Tensorflow Version: 2.1.0
TFX Version: 0.21.4
TFDV Version: 0.21.5
TFMA Version: 0.21.6

If you encounter errors with the above imports (e.g. TFX component not found), check your package versions in the cell below.


In [ ]:
print("Tensorflow Version:", tf.__version__)
print("TFX Version:", tfx.__version__)
print("TFDV Version:", tfdv.__version__)
print("TFMA Version:", tfma.VERSION_STRING)

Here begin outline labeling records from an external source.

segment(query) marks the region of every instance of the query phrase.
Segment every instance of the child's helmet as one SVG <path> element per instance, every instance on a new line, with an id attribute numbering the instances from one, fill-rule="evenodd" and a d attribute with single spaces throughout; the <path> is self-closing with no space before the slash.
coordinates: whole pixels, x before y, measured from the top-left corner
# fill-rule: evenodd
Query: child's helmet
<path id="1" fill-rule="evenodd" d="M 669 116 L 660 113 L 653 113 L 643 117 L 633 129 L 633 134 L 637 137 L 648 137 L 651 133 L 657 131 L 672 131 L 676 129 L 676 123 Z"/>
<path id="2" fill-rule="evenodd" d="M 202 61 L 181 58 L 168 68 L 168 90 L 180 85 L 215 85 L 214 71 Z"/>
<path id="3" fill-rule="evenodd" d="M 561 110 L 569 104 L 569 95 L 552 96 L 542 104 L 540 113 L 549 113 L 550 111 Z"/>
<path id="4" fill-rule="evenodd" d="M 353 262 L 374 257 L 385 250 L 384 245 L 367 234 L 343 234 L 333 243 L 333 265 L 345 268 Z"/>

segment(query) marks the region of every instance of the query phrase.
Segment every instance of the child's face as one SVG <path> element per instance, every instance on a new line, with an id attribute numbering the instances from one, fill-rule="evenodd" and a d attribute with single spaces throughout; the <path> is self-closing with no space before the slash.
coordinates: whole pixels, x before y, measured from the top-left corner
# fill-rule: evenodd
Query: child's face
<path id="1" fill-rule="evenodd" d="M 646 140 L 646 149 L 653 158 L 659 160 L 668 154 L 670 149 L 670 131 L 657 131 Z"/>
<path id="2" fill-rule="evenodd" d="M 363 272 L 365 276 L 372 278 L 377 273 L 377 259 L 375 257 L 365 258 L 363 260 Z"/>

absl.logging.set_verbosity(absl.logging.INFO)

If the versions above do not match, update your packages in the current Jupyter kernel below. The default %pip package installation location is not on your system installation PATH; use the command below to append the local installation path to pick up the latest package versions. Note that you may also need to restart your notebook kernel to pick up the specified package versions and re-run the imports cell above before proceeding with the lab.


In [ ]:
os.environ['PATH'] += os.pathsep + '/home/jupyter/.local/bin'

In [ ]:
%pip install --upgrade --user tensorflow==2.1.0
%pip install --upgrade --user tfx==0.21.4
%pip install --upgrade --user tensorflow_data_validation==0.21.5
%pip install --upgrade --user tensorflow_model_analysis==0.21.6

Configure lab settings

Set constants, location paths and other environment settings.


In [ ]:
ARTIFACT_STORE = os.path.join(os.sep, 'home', 'jupyter', 'artifact-store')
SERVING_MODEL_DIR=os.path.join(os.sep, 'home', 'jupyter', 'serving_model')
DATA_ROOT = 'gs://workshop-datasets/covertype/small'

Creating Interactive Context

TFX Interactive Context allows you to create and run TFX Components in an interactive mode. It is designed to support experimentation and development in a Jupyter Notebook environment. It is an experimental feature and major changes to interface and functionality are expected. When creating the interactive context you can specifiy the following parameters:

  • pipeline_name - Optional name of the pipeline for ML Metadata tracking purposes. If not specified, a name will be generated for you.
  • pipeline_root - Optional path to the root of the pipeline's outputs. If not specified, an ephemeral temporary directory will be created and used.
  • metadata_connection_config - Optional metadata_store_pb2.ConnectionConfig instance used to configure connection to a ML Metadata connection. If not specified, an ephemeral SQLite MLMD connection contained in the pipeline_root directory with file name "metadata.sqlite" will be used.

In [ ]:
PIPELINE_NAME = 'tfx-covertype-classifier'
PIPELINE_ROOT = os.path.join(ARTIFACT_STORE, PIPELINE_NAME, time.strftime("%Y%m%d_%H%M%S"))
os.makedirs(PIPELINE_ROOT, exist_ok=True)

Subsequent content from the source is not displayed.